Introducing reciprocal rank fusion for hybrid search
OpenSearch 2.19 introduces reciprocal rank fusion (RRF), a new feature in the Neural Search plugin that enhances hybrid search. RRF merges ranked results from multiple query sources, such as neural search, k-NN, and Boolean queries, into a single relevance-optimized list. By prioritizing documents that consistently rank highly across different sources, RRF improves search relevance without relying on traditional score normalization techniques.
Why use RRF for hybrid search?
RRF is particularly useful for aggregating ranked results from diverse query methods. Unlike traditional normalization techniques such as min-max or L2 normalization, which adjust scores to a shared scale, RRF uses a rank-based aggregation strategy. This approach delivers the following advantages over score-based methods, enhancing stability and relevance in hybrid search.
Stability across varying score distributions
Traditional normalization techniques like min-max adjust scores from different query methods so that they fit within a standardized scale. However, when merging results from different query methods, variations in score distributions can lead to unbalanced rankings. One method’s scoring pattern may dominate, reducing search quality. L2 normalization scales scores proportionally but remains influenced by score distributions within individual queries. RRF avoids these issues by focusing exclusively on rank positions, ensuring consistent treatment of results across disparate data sources.
Resistance to outliers
Min-max and L2 normalization are sensitive to outliers, meaning extreme scores can disproportionately impact final rankings. Because RRF aggregates rankings rather than scores, it prevents anomalous values from distorting relevance.

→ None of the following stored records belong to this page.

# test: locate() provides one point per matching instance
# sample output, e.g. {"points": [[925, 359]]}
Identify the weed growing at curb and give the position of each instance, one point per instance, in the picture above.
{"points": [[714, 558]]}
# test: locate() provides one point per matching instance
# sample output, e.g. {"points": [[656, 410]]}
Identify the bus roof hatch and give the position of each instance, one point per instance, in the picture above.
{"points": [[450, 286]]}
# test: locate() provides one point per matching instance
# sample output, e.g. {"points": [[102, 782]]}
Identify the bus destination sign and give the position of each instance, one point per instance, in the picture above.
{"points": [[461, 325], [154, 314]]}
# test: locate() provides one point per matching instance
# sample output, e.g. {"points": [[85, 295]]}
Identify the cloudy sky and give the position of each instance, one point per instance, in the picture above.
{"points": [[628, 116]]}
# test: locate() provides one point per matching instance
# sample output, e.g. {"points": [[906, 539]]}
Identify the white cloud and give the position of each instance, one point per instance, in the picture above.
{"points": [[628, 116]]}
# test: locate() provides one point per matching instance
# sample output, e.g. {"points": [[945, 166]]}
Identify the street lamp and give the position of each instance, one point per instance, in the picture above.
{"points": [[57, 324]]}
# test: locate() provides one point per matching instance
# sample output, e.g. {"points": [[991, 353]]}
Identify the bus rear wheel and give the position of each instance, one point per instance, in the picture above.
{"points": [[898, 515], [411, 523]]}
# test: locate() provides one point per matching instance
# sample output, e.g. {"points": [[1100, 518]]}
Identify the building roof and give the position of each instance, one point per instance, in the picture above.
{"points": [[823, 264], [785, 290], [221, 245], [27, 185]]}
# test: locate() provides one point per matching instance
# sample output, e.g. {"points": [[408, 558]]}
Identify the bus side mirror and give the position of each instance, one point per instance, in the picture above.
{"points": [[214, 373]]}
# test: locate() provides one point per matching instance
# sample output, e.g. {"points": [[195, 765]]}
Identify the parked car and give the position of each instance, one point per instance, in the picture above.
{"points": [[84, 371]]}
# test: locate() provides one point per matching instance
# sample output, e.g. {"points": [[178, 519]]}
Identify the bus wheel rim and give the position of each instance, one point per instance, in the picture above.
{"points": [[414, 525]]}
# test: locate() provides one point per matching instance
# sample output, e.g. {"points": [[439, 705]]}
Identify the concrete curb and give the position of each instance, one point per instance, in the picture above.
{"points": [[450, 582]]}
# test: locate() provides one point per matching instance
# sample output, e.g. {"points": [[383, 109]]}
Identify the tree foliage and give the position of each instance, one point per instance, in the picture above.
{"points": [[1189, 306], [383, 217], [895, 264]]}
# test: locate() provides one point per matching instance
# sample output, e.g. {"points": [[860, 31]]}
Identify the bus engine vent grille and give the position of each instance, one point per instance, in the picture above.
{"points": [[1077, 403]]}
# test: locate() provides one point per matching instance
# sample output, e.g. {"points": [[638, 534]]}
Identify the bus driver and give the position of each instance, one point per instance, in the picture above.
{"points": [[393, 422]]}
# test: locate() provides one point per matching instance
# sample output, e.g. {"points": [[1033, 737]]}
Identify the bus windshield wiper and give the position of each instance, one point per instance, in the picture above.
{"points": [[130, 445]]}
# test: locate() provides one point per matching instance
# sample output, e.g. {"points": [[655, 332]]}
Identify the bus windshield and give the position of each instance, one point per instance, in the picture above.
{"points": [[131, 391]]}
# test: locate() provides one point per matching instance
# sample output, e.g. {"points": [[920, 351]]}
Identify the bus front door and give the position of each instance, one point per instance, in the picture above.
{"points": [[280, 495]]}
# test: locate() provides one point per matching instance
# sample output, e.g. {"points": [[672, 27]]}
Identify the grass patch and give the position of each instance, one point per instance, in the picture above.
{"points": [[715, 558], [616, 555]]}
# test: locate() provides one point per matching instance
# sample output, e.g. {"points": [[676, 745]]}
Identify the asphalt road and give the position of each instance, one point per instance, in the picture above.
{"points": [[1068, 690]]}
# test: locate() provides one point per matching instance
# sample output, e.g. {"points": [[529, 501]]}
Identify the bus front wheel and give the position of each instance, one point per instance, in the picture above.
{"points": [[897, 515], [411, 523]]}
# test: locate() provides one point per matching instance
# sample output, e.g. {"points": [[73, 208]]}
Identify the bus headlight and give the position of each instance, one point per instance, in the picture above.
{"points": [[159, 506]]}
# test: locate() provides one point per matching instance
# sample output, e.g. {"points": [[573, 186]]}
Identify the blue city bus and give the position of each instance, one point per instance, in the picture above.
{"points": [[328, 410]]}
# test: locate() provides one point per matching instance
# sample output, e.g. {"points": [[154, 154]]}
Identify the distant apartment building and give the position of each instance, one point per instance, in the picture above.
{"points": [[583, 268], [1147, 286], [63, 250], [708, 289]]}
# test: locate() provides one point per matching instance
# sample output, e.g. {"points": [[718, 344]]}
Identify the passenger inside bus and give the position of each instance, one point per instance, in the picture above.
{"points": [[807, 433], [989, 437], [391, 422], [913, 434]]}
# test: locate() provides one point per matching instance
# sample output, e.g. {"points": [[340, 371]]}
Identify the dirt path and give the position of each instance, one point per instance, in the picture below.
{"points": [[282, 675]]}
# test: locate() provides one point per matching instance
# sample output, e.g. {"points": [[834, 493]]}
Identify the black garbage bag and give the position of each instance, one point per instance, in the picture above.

Consistency in relevance ranking
L2 normalization aligns scores to a common scale but lacks a mechanism for prioritizing documents that appear across multiple queries. RRF excels at this by favoring items that rank highly across diverse query methods, ensuring more reliable relevance ranking.
Practical applications of RRF
RRF is particularly effective in search scenarios where datasets present specific challenges.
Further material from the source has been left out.